MySQL – Update rows reversing column values

[adsense id=”0514458240″ width=”468″ height=”60″]

I have seen this requested many times and MySQL offers sessions variables which allows values to be temporarily stored. This is extremely handy when a table consists of columns where the values in each of the fields need to be changed. For example, let us imagine we have a table with fields f1 and f2. The value stored in f1 should have been stored in f2 and vice versa. How can we resolve this?

If we go down the road of a traditional UPDATE statement we would see the following:

mysql> select * from updatefields;
+------+------+
| f1   | f2   |
+------+------+
|    0 |    1 | 
|    2 |    3 | 
|    3 |    4 | 
+------+------+
3 rows in set (0.00 sec)

mysql> update updatefields set f2 = f1, f1 = f2;
Query OK, 3 rows affected (0.00 sec)
Rows matched: 3  Changed: 3  Warnings: 0

mysql> select * from updatefields;
+------+------+
| f1   | f2   |
+------+------+
|    0 |    0 | 
|    2 |    2 | 
|    3 |    3 | 
+------+------+
3 rows in set (0.01 sec)

The problem in this case is that the value f1 was updated into field f2 and f2’s new value updates f1. What we want in this case is to temporarily store the f1 value so that it can then be used later on to update the f2 field.

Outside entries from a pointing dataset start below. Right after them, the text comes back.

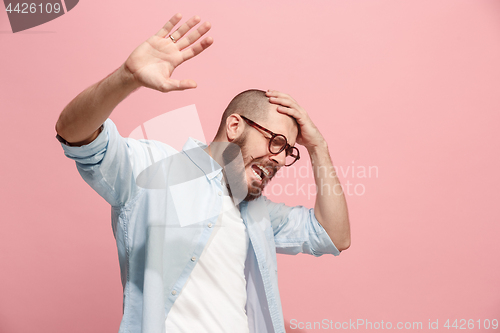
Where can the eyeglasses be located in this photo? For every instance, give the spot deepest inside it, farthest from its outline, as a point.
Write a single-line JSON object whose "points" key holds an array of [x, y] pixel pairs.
{"points": [[277, 143]]}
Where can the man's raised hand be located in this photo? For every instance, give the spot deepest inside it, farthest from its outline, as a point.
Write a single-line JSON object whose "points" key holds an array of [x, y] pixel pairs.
{"points": [[152, 63]]}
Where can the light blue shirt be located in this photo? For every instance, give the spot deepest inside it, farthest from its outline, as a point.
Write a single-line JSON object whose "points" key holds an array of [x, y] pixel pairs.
{"points": [[162, 227]]}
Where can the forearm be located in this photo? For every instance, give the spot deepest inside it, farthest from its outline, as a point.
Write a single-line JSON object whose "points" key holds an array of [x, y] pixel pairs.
{"points": [[81, 118], [330, 208]]}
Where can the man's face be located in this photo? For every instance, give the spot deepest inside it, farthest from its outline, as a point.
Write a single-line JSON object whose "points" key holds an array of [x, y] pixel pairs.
{"points": [[260, 164]]}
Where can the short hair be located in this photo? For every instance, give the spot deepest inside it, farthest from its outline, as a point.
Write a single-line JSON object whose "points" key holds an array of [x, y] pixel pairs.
{"points": [[253, 104]]}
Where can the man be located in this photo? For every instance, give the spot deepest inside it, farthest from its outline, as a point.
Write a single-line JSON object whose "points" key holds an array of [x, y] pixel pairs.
{"points": [[197, 249]]}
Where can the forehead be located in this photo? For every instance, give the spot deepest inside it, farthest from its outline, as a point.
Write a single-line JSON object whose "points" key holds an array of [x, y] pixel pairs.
{"points": [[280, 123]]}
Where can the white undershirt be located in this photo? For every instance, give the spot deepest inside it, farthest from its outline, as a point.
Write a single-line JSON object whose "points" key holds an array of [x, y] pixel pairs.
{"points": [[214, 296]]}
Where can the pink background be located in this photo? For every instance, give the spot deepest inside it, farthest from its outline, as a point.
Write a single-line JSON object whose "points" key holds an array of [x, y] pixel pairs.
{"points": [[410, 87]]}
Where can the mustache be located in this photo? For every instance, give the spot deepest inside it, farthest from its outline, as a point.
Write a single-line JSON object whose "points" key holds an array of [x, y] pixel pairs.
{"points": [[270, 167]]}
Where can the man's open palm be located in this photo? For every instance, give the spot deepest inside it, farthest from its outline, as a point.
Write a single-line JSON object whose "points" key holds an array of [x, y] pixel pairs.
{"points": [[153, 62]]}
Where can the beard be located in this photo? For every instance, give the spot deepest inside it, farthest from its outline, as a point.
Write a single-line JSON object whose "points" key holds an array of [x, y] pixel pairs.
{"points": [[254, 188]]}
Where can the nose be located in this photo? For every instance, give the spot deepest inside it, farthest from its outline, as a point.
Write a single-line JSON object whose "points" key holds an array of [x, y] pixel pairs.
{"points": [[279, 158]]}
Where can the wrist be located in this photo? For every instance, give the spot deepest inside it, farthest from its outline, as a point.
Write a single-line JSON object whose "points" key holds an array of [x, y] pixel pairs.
{"points": [[319, 147], [126, 78]]}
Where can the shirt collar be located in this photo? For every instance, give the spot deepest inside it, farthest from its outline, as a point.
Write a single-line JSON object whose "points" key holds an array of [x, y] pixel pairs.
{"points": [[194, 149]]}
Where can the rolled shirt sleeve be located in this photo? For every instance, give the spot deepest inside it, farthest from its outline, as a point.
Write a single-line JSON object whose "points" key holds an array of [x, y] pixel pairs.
{"points": [[296, 230], [106, 164]]}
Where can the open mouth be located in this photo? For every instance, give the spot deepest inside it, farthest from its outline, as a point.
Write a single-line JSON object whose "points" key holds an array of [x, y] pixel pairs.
{"points": [[260, 172]]}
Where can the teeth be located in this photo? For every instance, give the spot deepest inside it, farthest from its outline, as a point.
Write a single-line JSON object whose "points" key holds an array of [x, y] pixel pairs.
{"points": [[256, 174], [266, 172]]}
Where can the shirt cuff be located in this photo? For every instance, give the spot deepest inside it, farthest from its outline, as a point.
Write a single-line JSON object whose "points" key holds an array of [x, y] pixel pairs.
{"points": [[91, 148], [327, 245]]}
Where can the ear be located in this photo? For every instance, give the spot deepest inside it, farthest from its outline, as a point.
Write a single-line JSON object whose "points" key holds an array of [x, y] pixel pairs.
{"points": [[234, 127]]}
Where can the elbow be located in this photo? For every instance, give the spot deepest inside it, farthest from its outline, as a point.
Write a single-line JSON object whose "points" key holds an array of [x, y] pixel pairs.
{"points": [[343, 245]]}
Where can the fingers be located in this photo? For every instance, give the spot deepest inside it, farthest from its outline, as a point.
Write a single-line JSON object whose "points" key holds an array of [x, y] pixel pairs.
{"points": [[183, 29], [197, 48], [194, 36], [277, 94], [165, 30], [171, 85]]}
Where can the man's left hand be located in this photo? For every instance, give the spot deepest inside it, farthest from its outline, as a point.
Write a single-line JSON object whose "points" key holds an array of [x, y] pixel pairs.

mysql> select * from updatefields;
+------+------+
| f1   | f2   |
+------+------+
|    0 |    1 | 
|    2 |    3 | 
|    3 |    4 | 
+------+------+
3 rows in set (0.00 sec)

mysql> update updatefields set f1=@f1:=f1, f1=@f2:=f2, f2=@f1;
Query OK, 3 rows affected (0.00 sec)
Rows matched: 3  Changed: 3  Warnings: 0

mysql> select * from updatefields;
+------+------+
| f1   | f2   |
+------+------+
|    1 |    0 | 
|    3 |    2 | 
|    4 |    3 | 
+------+------+
3 rows in set (0.00 sec)

In this case here what we have done is to assign to session variable @f1 the value of f1 which updates the field f1. This is necessary otherwise the operation would fail. Once we have store the field value f1 in @f1 we can then perform the update f1 with the value of f2 and then f2 with the temporarily stored value in @f1.